Boltara — Pemerintah Kabupaten Bolaang Mongondow Utara (Boltara) kembali meraih opini Wajar Tanpa Pengecualian (WTP) dari Badan Pemeriksa Keuangan (BPK) RI atas laporan keuangan tahun anggaran 2025.

Laporan Hasil Pemeriksaan (LHP) tersebut diterima Wakil Bupati Boltara, Mohammad Aditya Pontoh, didampingi Ketua DPRD Frangky Chendra, di Kantor Perwakilan BPK RI Sulawesi Utara, Manado, Jumat (29/05/2026).

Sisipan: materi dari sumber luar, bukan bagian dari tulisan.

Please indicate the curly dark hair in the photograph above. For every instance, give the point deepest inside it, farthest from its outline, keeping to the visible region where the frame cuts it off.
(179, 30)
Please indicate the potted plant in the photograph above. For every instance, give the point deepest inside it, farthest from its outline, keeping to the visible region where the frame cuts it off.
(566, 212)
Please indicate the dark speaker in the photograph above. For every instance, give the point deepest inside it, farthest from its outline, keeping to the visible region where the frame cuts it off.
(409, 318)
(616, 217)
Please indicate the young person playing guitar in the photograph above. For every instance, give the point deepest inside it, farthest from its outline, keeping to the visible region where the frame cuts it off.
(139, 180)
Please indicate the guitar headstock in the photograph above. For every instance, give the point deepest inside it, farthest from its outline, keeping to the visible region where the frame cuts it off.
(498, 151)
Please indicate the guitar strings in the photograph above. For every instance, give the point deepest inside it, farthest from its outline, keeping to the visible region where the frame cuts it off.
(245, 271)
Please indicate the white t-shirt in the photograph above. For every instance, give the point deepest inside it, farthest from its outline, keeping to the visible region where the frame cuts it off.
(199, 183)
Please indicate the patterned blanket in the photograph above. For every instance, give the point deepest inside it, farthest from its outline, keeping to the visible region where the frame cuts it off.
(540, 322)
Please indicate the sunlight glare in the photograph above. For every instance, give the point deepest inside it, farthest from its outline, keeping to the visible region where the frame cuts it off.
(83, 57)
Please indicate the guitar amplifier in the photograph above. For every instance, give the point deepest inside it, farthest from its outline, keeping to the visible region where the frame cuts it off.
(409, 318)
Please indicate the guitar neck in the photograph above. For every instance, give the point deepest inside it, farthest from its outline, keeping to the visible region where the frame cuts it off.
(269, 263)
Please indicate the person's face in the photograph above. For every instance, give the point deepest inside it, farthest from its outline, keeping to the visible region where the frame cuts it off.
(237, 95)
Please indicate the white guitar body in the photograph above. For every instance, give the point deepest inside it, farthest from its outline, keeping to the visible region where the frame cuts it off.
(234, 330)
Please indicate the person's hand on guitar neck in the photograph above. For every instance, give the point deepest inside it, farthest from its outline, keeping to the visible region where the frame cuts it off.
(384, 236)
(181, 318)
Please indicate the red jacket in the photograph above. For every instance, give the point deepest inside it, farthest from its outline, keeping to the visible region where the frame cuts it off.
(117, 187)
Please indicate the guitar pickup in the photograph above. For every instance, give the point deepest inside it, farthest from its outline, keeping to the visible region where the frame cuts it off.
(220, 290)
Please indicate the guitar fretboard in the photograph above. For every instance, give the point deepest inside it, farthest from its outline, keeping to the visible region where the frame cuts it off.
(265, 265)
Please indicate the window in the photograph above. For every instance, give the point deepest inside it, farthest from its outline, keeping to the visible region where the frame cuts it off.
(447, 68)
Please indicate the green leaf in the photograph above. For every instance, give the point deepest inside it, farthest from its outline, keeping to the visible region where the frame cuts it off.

Capaian ini menandai keberhasilan Pemkab Boltara mempertahankan opini WTP selama 10 tahun berturut-turut sejak 2016, sekaligus menunjukkan konsistensi dalam pengelolaan keuangan daerah yang transparan dan akuntabel.

Wakil Bupati Aditya Pontoh mengatakan, raihan tersebut merupakan hasil kerja kolektif seluruh perangkat daerah dalam menjaga tata kelola keuangan yang sesuai ketentuan.

“WTP adalah hasil dari kerja kolektif seluruh perangkat daerah dalam memastikan bahwa setiap rupiah uang rakyat dikelola secara tertib, transparan, akuntabel, dan sesuai peraturan perundang-undangan,” ujarnya.

Ia menegaskan, opini WTP bukan sekadar capaian administratif, melainkan cerminan disiplin tata kelola dan komitmen birokrasi dalam menjaga amanah publik.

“Opini Wajar Tanpa Pengecualian bukan sekadar prestasi administratif, tetapi menjadi keharusan sekaligus cermin konsistensi pengendalian dan kesungguhan birokrasi,” tambahnya.

Aditya juga menyebut, capaian tersebut tidak terlepas dari peran Bupati Boltara, Sirajudin Lasena, yang dinilai konsisten melakukan evaluasi terhadap kinerja pengelolaan keuangan daerah.

“Prestasi ini tidak lepas dari kendali Bupati yang terus melakukan evaluasi, sehingga Boltara kembali meraih WTP,” tutupnya.

Turut hadir dalam penyerahan LHP tersebut Inspektur Daerah Kristanto Nani serta sejumlah pimpinan Organisasi Perangkat Daerah (OPD) di lingkungan Pemkab Boltara.